Fidelity's zero-fee funds covering the U.S. and international stock market and have no management fee. The Fidelity ZERO Total Market Index Fund (FZROX) has taken in $753 million, according to Fidelity's website. The Fidelity ZERO International Index Fund (FZILX) has attracted $234 million.

"The $1 billion in the two mutual funds is a success," said Todd Rosenbluth Director of ETF & mutual fund research at CFRA. He said it is not a surprise, as Fidelity Investments has the size and marketing strength to support a strong launch, and he expects the assets will continue to rise. "Fidelity has the size to gather assets into a new fund quickly, but even though this is index-based, many investors will be patient to understand what they are getting."

The ETF market has seen recent launches really take off, as big financial firms try to grab market share from ETF and index fund and discount brokerage leaders like Vanguard and Schwab. JP Morgan had two recent equity ETFs each raise $1 billion. But Rosenbluth said the strong flows into JPMorgan ETFs likely resulted a captive audience, in-house resources or institutional investors that were already prepared to invest.

Some of the fund companies hit hardest by the Fidelity move were publicly traded managers of active mutual funds, such as Federated Investors and Franklin Resources, both of which were down more than 1 percent on Tuesday. Franklin has moved into ETFs more recently. BlackRock was also down 1 percent on Tuesday in afternoon trading.

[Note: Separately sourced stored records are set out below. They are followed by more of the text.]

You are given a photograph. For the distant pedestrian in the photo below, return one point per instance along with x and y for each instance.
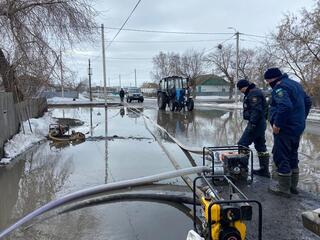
(290, 106)
(254, 111)
(121, 94)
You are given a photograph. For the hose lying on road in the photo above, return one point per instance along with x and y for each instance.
(102, 189)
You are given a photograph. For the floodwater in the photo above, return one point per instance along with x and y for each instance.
(47, 172)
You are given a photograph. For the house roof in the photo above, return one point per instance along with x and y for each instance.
(212, 80)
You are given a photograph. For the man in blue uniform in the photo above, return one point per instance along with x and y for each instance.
(289, 108)
(255, 110)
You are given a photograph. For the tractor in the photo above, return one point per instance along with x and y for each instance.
(174, 91)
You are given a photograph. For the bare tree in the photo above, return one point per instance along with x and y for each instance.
(32, 31)
(165, 64)
(297, 41)
(223, 61)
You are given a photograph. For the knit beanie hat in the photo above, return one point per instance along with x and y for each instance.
(272, 73)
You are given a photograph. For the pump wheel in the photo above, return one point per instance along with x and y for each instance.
(161, 101)
(172, 105)
(190, 105)
(229, 233)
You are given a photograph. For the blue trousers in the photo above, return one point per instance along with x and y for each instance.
(256, 136)
(285, 152)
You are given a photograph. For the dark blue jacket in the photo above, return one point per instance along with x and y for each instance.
(290, 106)
(254, 105)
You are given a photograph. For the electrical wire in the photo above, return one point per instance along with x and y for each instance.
(169, 41)
(124, 23)
(169, 32)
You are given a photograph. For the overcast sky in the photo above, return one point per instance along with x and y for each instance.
(134, 50)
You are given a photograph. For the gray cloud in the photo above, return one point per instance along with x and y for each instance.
(247, 16)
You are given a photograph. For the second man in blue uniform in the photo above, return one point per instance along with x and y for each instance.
(255, 109)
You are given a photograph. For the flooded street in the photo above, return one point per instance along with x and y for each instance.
(47, 172)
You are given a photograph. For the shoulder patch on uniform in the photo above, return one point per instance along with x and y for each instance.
(279, 92)
(254, 99)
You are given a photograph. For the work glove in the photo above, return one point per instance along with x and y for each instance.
(251, 127)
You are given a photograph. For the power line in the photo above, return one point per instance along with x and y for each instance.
(228, 39)
(254, 35)
(169, 32)
(167, 41)
(124, 23)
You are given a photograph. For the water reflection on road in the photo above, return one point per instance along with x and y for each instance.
(216, 127)
(47, 172)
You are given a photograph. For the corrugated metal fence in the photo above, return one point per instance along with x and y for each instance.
(12, 114)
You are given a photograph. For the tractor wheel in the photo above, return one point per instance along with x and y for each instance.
(161, 101)
(190, 105)
(172, 105)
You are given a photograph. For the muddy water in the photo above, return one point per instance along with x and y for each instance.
(47, 172)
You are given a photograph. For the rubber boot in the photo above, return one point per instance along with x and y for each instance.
(283, 186)
(294, 181)
(263, 171)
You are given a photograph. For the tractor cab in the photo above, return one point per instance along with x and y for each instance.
(175, 92)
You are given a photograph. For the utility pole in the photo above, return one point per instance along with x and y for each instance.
(104, 67)
(61, 74)
(135, 77)
(237, 66)
(90, 73)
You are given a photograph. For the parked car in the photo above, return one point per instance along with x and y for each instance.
(175, 92)
(134, 94)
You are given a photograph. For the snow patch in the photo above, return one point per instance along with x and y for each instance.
(21, 142)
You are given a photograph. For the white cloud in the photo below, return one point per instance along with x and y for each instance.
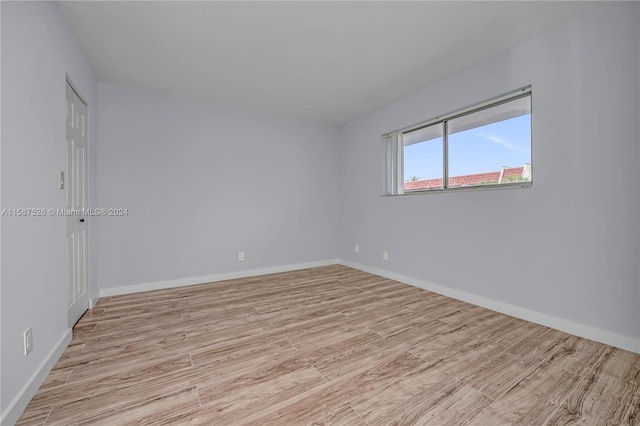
(507, 144)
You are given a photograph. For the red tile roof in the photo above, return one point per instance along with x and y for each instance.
(465, 180)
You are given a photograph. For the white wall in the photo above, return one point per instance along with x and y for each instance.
(568, 247)
(202, 182)
(38, 52)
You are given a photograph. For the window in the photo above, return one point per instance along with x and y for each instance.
(487, 145)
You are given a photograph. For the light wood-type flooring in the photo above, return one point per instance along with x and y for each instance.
(327, 346)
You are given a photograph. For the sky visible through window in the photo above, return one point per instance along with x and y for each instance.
(478, 150)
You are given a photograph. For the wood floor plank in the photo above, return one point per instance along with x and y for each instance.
(327, 346)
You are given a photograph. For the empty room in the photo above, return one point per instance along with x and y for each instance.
(320, 213)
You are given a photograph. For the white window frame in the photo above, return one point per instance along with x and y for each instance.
(394, 149)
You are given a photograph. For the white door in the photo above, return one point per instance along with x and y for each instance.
(77, 202)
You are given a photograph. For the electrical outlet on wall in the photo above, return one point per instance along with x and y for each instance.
(27, 340)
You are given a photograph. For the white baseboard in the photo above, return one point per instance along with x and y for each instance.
(15, 409)
(567, 326)
(161, 285)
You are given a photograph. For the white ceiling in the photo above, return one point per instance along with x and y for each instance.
(327, 62)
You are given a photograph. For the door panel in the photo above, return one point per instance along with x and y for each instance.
(77, 196)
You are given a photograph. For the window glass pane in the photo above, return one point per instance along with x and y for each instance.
(423, 158)
(491, 146)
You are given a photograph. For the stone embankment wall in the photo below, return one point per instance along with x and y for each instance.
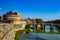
(7, 31)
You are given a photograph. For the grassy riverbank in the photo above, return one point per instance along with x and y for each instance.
(18, 33)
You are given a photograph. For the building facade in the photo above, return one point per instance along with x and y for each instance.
(11, 17)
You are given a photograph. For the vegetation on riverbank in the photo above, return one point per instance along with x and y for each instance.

To put the Fidelity early success into perspective, it still has a long way to go to catch Vanguard. Vanguard's Total Stock Market ETF (VTI) recently became one of only three ETFs to reach the $100 billion asset mark, joining Vanguard's S&P 500 ETF and State Street Global Advisors' S&P 500 SPDR (SPY).

CFRA does not measure monthly assets under management, so Rosenbluth said it is too soon for him to say whether money moved from a Schwab S&P 500 fund or another index fund, though as more data becomes available it may support the asset-gathering benefits of launching a zero-fee fund.

In the past month, the Vanguard S&P 500 ETF (VOO) and iShares Core S&P 500 ETF (IVV), took in a combined $9 billion, with the majority going to iShares, $6.6 billion.

Some fund experts have argued that the word "zero" doesn't have a positive marketing connotation when it comes to investments and that might limit appeal, but so far, it seems the intense fee war in the fund world has reached the point where "zero" is a selling point.

In late August, Vanguard launched its new brokerage site with all ETF trading offered free of charge, the first time an established financial services company to offer ETF trading for free on almost all funds except for inverse and leveraged funds.

Vanguard, Schwab and BlackRock's iShares have been waging a battle for low-fee supremacy in the ETF and index fund space, though Fidelity is the only to offer an index fund with no management fee.

Investing experts have cautioned that investors should not choose funds based on fee alone, as other factors influence the overall cost of holding funds, including trading costs and taxes. There also are concerns that the era of free investing may encourage investors to trade more frequently than is good for their long-term portfolio performance.